Birdman
Birdman

Reputation: 1524

Distinguish different kinds of hashtables in PowerShell?

It looks like there are different kinds of hashtables in PowerShell, ones that are case sensitive and ones that are not. When defining a hashtable as the following it's not case sensitive:

$ht = @{ "Test" = "HI" }

$ht.Contains("test") #returns true, even with key name lowercase
True

$ht.ContainsKey("test") #returns true, even with key name lowercase
True

$ht.GetType()

IsPublic IsSerial Name                                     BaseType
-------- -------- ----                                     --------
True     True     Hashtable                                System.Object

However, if you define it as such it is case sensitive:

$ht_caseSensitive = New-Object System.Collections.Hashtable
$ht_caseSensitive.Add("Test", "HI")

$ht_caseSensitive.Contains("test") # returns false, since it's all lowercase
False

$ht_caseSensitive.ContainsKey("test") # returns false, same with contains key function
False

$ht_caseSensitive.GetType()

IsPublic IsSerial Name                                     BaseType
-------- -------- ----                                     --------
True     True     Hashtable                                System.Object

However, as shown in the GetType() output, I can't seem to find a way to differentiate between these objects.

Upvotes: 4

Views: 520

Answers (1)

mklement0
mklement0

Reputation: 439247

Why is one case sensitive and the other is not?

Because PowerShell often intentionally modifies default .NET functionality to be case-insensitive, in keeping with PowerShell being case-insensitive overall.

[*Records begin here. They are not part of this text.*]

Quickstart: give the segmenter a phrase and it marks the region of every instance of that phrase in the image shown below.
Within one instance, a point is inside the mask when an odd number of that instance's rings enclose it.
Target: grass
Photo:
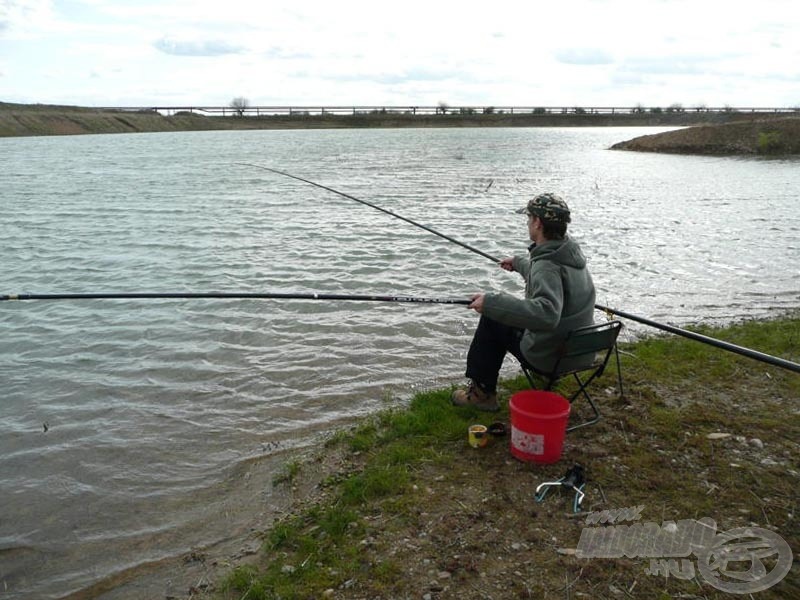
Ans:
[[[370,506],[391,505],[395,511],[413,496],[412,473],[424,462],[446,462],[478,413],[453,410],[449,390],[418,394],[407,409],[390,409],[367,419],[349,432],[339,432],[328,446],[346,446],[366,453],[363,468],[328,485],[336,492],[326,506],[277,523],[267,534],[265,551],[274,560],[263,569],[236,568],[223,584],[242,600],[318,597],[343,585],[364,569],[376,582],[394,581],[402,566],[391,561],[369,567],[359,551],[365,531],[363,514]],[[290,463],[287,471],[295,471]],[[293,479],[293,478],[292,478]],[[289,480],[284,478],[283,480]]]
[[[800,315],[698,331],[800,360]],[[720,531],[755,523],[798,548],[798,374],[659,336],[622,347],[619,398],[610,393],[611,364],[593,388],[603,420],[569,434],[557,465],[511,459],[507,440],[466,448],[470,424],[505,420],[507,409],[456,409],[450,390],[420,393],[337,433],[325,452],[342,452],[345,468],[323,482],[317,500],[265,532],[257,564],[234,568],[218,594],[727,597],[708,585],[698,590],[697,578],[646,577],[641,561],[559,554],[561,544],[574,547],[583,523],[565,518],[568,501],[558,494],[534,506],[531,492],[533,480],[561,476],[567,460],[587,466],[586,510],[644,504],[647,520],[711,516]],[[525,387],[522,376],[506,381],[504,396]],[[284,480],[301,471],[290,463]],[[797,592],[793,575],[759,599]]]
[[[762,131],[758,134],[758,151],[761,154],[780,152],[783,147],[779,131]]]
[[[275,475],[272,479],[273,484],[279,483],[292,483],[295,478],[300,474],[300,470],[303,468],[303,465],[300,461],[291,460],[283,465],[283,470]]]

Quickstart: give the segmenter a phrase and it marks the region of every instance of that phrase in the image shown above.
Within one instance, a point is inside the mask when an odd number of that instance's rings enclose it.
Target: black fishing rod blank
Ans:
[[[695,340],[696,342],[702,342],[704,344],[714,346],[715,348],[720,348],[721,350],[727,350],[728,352],[740,354],[741,356],[746,356],[747,358],[752,358],[761,361],[763,363],[773,365],[775,367],[781,367],[782,369],[788,369],[790,371],[794,371],[795,373],[800,373],[800,364],[791,362],[789,360],[780,358],[778,356],[765,354],[764,352],[759,352],[758,350],[745,348],[744,346],[737,346],[736,344],[731,344],[730,342],[718,340],[717,338],[712,338],[710,336],[703,335],[702,333],[695,333],[694,331],[688,331],[686,329],[681,329],[680,327],[675,327],[673,325],[659,323],[658,321],[645,319],[644,317],[638,317],[636,315],[632,315],[630,313],[621,310],[616,310],[613,308],[607,308],[599,304],[596,305],[596,307],[604,312],[620,316],[624,319],[630,319],[631,321],[636,321],[638,323],[642,323],[643,325],[649,325],[650,327],[655,327],[656,329],[660,329],[661,331],[674,333],[675,335],[680,335],[690,340]]]
[[[183,300],[183,299],[255,299],[255,300],[328,300],[354,302],[407,302],[412,304],[461,304],[464,298],[426,298],[420,296],[380,296],[358,294],[296,294],[282,292],[111,292],[89,294],[5,294],[3,300]]]
[[[478,250],[477,248],[475,248],[473,246],[470,246],[469,244],[465,244],[464,242],[462,242],[460,240],[457,240],[457,239],[455,239],[453,237],[450,237],[449,235],[446,235],[444,233],[436,231],[435,229],[432,229],[432,228],[428,227],[427,225],[423,225],[422,223],[417,223],[416,221],[412,221],[408,217],[404,217],[403,215],[398,215],[396,212],[392,212],[391,210],[388,210],[386,208],[378,206],[377,204],[372,204],[371,202],[367,202],[366,200],[361,200],[359,198],[356,198],[355,196],[351,196],[350,194],[345,194],[344,192],[340,192],[339,190],[335,190],[335,189],[333,189],[331,187],[328,187],[326,185],[322,185],[321,183],[315,183],[315,182],[310,181],[308,179],[303,179],[302,177],[297,177],[296,175],[292,175],[291,173],[286,173],[285,171],[279,171],[278,169],[271,169],[269,167],[262,167],[261,165],[254,165],[254,164],[251,164],[251,163],[234,163],[234,164],[237,164],[237,165],[240,165],[240,166],[243,166],[243,167],[254,167],[256,169],[264,169],[265,171],[270,171],[272,173],[277,173],[278,175],[283,175],[284,177],[291,177],[292,179],[296,179],[297,181],[302,181],[303,183],[307,183],[309,185],[313,185],[313,186],[318,187],[320,189],[327,190],[327,191],[332,192],[334,194],[338,194],[339,196],[342,196],[344,198],[348,198],[350,200],[354,200],[356,202],[359,202],[361,204],[369,206],[370,208],[374,208],[375,210],[379,210],[382,213],[386,213],[387,215],[391,215],[392,217],[395,217],[396,219],[400,219],[401,221],[405,221],[406,223],[410,223],[411,225],[414,225],[416,227],[424,229],[425,231],[427,231],[429,233],[432,233],[433,235],[438,235],[440,238],[444,238],[448,242],[453,242],[454,244],[458,244],[462,248],[466,248],[470,252],[474,252],[476,254],[480,254],[484,258],[488,258],[492,262],[495,262],[495,263],[499,263],[500,262],[499,258],[496,258],[496,257],[492,256],[491,254],[487,254],[483,250]]]

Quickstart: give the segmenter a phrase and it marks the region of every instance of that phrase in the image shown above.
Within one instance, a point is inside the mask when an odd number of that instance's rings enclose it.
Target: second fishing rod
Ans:
[[[239,166],[243,166],[243,167],[252,167],[252,168],[255,168],[255,169],[262,169],[264,171],[269,171],[269,172],[275,173],[277,175],[282,175],[284,177],[289,177],[291,179],[295,179],[297,181],[301,181],[303,183],[307,183],[307,184],[312,185],[314,187],[326,190],[326,191],[331,192],[333,194],[337,194],[339,196],[342,196],[343,198],[347,198],[349,200],[353,200],[353,201],[358,202],[360,204],[364,204],[365,206],[369,206],[371,208],[374,208],[375,210],[378,210],[380,212],[386,213],[387,215],[389,215],[391,217],[394,217],[396,219],[400,219],[402,221],[405,221],[406,223],[414,225],[415,227],[419,227],[420,229],[424,229],[425,231],[427,231],[429,233],[432,233],[432,234],[434,234],[436,236],[439,236],[440,238],[443,238],[443,239],[445,239],[445,240],[447,240],[449,242],[453,242],[454,244],[457,244],[457,245],[461,246],[462,248],[465,248],[466,250],[469,250],[470,252],[474,252],[475,254],[478,254],[480,256],[483,256],[484,258],[487,258],[487,259],[491,260],[495,264],[499,264],[500,263],[500,259],[499,258],[497,258],[496,256],[492,256],[491,254],[488,254],[488,253],[484,252],[483,250],[475,248],[474,246],[470,246],[469,244],[466,244],[466,243],[464,243],[464,242],[462,242],[462,241],[460,241],[460,240],[458,240],[458,239],[456,239],[454,237],[451,237],[449,235],[441,233],[440,231],[437,231],[437,230],[433,229],[432,227],[428,227],[427,225],[423,225],[422,223],[418,223],[417,221],[409,219],[408,217],[404,217],[404,216],[399,215],[399,214],[397,214],[397,213],[395,213],[395,212],[393,212],[391,210],[385,209],[385,208],[383,208],[381,206],[378,206],[376,204],[373,204],[371,202],[367,202],[366,200],[362,200],[360,198],[356,198],[355,196],[351,196],[350,194],[347,194],[345,192],[341,192],[341,191],[339,191],[337,189],[334,189],[332,187],[329,187],[329,186],[326,186],[326,185],[322,185],[320,183],[316,183],[316,182],[311,181],[309,179],[304,179],[302,177],[298,177],[297,175],[292,175],[291,173],[287,173],[286,171],[281,171],[279,169],[273,169],[271,167],[265,167],[263,165],[257,165],[257,164],[254,164],[254,163],[246,163],[246,162],[237,162],[235,164],[237,164]],[[679,336],[694,340],[696,342],[700,342],[700,343],[703,343],[703,344],[714,346],[714,347],[719,348],[721,350],[726,350],[728,352],[733,352],[734,354],[739,354],[741,356],[746,356],[747,358],[751,358],[753,360],[757,360],[757,361],[760,361],[760,362],[763,362],[763,363],[767,363],[767,364],[770,364],[770,365],[773,365],[773,366],[776,366],[776,367],[780,367],[782,369],[787,369],[789,371],[794,371],[795,373],[800,373],[800,364],[792,362],[792,361],[789,361],[789,360],[786,360],[786,359],[783,359],[783,358],[780,358],[780,357],[777,357],[777,356],[772,356],[772,355],[766,354],[764,352],[759,352],[758,350],[753,350],[752,348],[746,348],[744,346],[738,346],[736,344],[731,344],[730,342],[725,342],[723,340],[718,340],[716,338],[712,338],[712,337],[707,336],[707,335],[702,335],[702,334],[696,333],[694,331],[688,331],[686,329],[681,329],[680,327],[675,327],[673,325],[668,325],[668,324],[665,324],[665,323],[659,323],[658,321],[653,321],[652,319],[648,319],[648,318],[645,318],[645,317],[640,317],[638,315],[635,315],[635,314],[632,314],[632,313],[629,313],[629,312],[612,309],[612,308],[609,308],[608,306],[603,306],[602,304],[595,304],[594,306],[595,306],[595,308],[597,310],[601,310],[601,311],[603,311],[603,312],[605,312],[606,314],[609,314],[609,315],[616,315],[616,316],[622,317],[624,319],[630,319],[631,321],[636,321],[636,322],[641,323],[643,325],[647,325],[648,327],[653,327],[655,329],[660,329],[661,331],[666,331],[668,333],[679,335]]]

  • Therefore, while hashtable literal @{ "Test" = "HI" } indeed creates a [hashtable] (System.Collections.Hashtable) instance, PowerShell constructs it with an explicitly case-INSENSITIVE equality comparer behind the scenes.[1]

  • By contrast, constructing a [hashtable] instance directly honors .NET's defaults, which is to simply call the .Equals() method for key lookups, which in the case of string keys (the typical case) amounts to ordinal, case-SENSITIVE comparison.

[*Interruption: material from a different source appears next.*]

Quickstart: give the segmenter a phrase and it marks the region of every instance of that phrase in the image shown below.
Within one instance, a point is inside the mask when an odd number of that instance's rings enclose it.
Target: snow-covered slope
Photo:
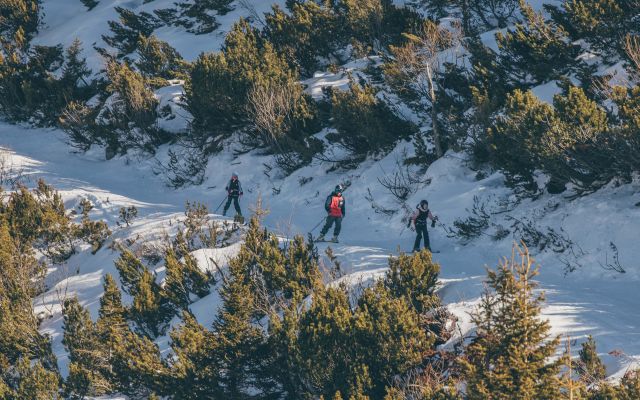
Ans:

Is there any way I can differentiate between them when it's important to know whether I'm dealing with a hashtable that's case sensitive or not?

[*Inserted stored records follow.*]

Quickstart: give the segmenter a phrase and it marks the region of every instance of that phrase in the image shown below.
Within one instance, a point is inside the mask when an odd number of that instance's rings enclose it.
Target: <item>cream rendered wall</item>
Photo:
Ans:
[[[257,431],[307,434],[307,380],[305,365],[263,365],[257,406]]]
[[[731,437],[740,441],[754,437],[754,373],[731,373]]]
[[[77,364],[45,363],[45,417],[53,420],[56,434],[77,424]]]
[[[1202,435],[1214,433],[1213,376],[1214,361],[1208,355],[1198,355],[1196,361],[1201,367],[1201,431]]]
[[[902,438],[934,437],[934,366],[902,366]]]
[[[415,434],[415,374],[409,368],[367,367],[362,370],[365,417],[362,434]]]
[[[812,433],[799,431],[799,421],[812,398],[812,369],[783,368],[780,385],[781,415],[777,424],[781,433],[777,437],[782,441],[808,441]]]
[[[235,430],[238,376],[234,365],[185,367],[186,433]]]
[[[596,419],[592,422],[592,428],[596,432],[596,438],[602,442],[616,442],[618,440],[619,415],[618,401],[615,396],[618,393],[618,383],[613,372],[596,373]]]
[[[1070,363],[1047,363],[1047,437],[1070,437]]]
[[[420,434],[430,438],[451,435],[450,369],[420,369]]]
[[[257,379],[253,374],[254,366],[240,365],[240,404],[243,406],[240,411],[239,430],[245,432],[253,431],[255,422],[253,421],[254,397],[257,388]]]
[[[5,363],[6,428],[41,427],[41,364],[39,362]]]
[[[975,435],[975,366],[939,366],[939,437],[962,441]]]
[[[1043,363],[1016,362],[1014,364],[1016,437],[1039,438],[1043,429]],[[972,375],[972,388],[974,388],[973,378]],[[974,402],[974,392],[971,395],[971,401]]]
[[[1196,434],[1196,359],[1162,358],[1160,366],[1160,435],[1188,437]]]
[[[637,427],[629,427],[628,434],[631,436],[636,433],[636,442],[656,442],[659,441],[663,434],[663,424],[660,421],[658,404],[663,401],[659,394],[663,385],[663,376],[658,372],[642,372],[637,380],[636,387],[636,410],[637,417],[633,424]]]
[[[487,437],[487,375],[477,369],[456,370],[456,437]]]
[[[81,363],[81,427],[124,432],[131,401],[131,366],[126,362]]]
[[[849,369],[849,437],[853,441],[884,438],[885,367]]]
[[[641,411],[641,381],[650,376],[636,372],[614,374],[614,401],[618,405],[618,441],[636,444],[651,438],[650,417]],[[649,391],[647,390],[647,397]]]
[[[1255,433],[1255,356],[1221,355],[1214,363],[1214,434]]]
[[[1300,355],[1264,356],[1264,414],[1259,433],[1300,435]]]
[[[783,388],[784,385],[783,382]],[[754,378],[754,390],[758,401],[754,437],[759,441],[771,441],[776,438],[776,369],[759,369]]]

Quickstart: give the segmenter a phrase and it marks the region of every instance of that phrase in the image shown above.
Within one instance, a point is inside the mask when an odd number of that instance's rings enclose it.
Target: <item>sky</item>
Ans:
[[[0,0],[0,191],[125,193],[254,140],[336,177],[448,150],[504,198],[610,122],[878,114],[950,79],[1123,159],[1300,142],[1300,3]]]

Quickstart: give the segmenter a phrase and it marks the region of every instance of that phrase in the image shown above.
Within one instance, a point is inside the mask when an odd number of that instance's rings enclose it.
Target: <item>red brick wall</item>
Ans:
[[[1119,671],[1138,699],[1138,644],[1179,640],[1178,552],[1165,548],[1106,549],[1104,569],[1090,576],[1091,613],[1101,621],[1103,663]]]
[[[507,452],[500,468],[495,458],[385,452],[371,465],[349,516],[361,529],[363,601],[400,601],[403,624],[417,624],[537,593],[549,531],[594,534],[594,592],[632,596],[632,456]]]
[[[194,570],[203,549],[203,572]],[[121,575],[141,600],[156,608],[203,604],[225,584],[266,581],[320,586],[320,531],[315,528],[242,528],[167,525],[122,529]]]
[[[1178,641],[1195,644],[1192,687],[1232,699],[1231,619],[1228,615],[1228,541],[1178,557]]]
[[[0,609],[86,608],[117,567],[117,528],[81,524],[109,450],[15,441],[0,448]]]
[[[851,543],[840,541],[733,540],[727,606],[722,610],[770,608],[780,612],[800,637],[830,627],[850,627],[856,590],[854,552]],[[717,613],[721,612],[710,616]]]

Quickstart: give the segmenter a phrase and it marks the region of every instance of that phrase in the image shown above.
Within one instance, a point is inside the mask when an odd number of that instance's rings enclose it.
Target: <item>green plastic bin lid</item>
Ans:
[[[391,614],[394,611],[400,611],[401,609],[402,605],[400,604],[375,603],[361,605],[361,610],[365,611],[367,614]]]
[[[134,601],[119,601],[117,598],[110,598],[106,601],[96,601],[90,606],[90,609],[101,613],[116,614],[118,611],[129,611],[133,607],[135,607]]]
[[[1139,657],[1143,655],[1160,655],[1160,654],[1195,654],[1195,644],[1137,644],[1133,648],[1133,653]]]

If you always use PowerShell hashtable literals and / or construct (initialize) hashtables via literal @{}, you'll always get case-insensitive lookups.


In case you still need to reflect on a given [hashtable] instance to determine whether its equality comparer is case-sensitive or not, you can use the following - obscure - technique:

# Create a case-SENSITIVE hashtable.
# Note: in PowerShell v5+, the more efficient alternative is: 
#       $someHashTable = [hashtable]::new()
$someHashTable = New-Object hashtable # System.Collections.Hashtable

# Use reflection to get the *non-public* (protected, in this case)
# .EqualityComparer property value.
$equalityComparer = [hashtable].GetProperty(
   'EqualityComparer',
   [System.Reflection.BindingFlags]'NonPublic, Instance'
 ).GetValue($someHashTable)

# The hashtable is case-sensitive if it either doesn't define
# an explicit comparer or uses one that is case-sensitive.
$isCaseSensitive = $null -eq $equalityComparer -or 
                   0 -ne $equalityComparer.Compare('a', 'A')

[1] In Windows PowerShell (versions up to v5.1), this comparer was - surprisingly - culture-sensitive; in PowerShell [Core] as of v7.0, it uses ordinal (but still case-insensitive) comparison. Note that in many other contexts PowerShell uses culture-invariant behavior instead - see this answer.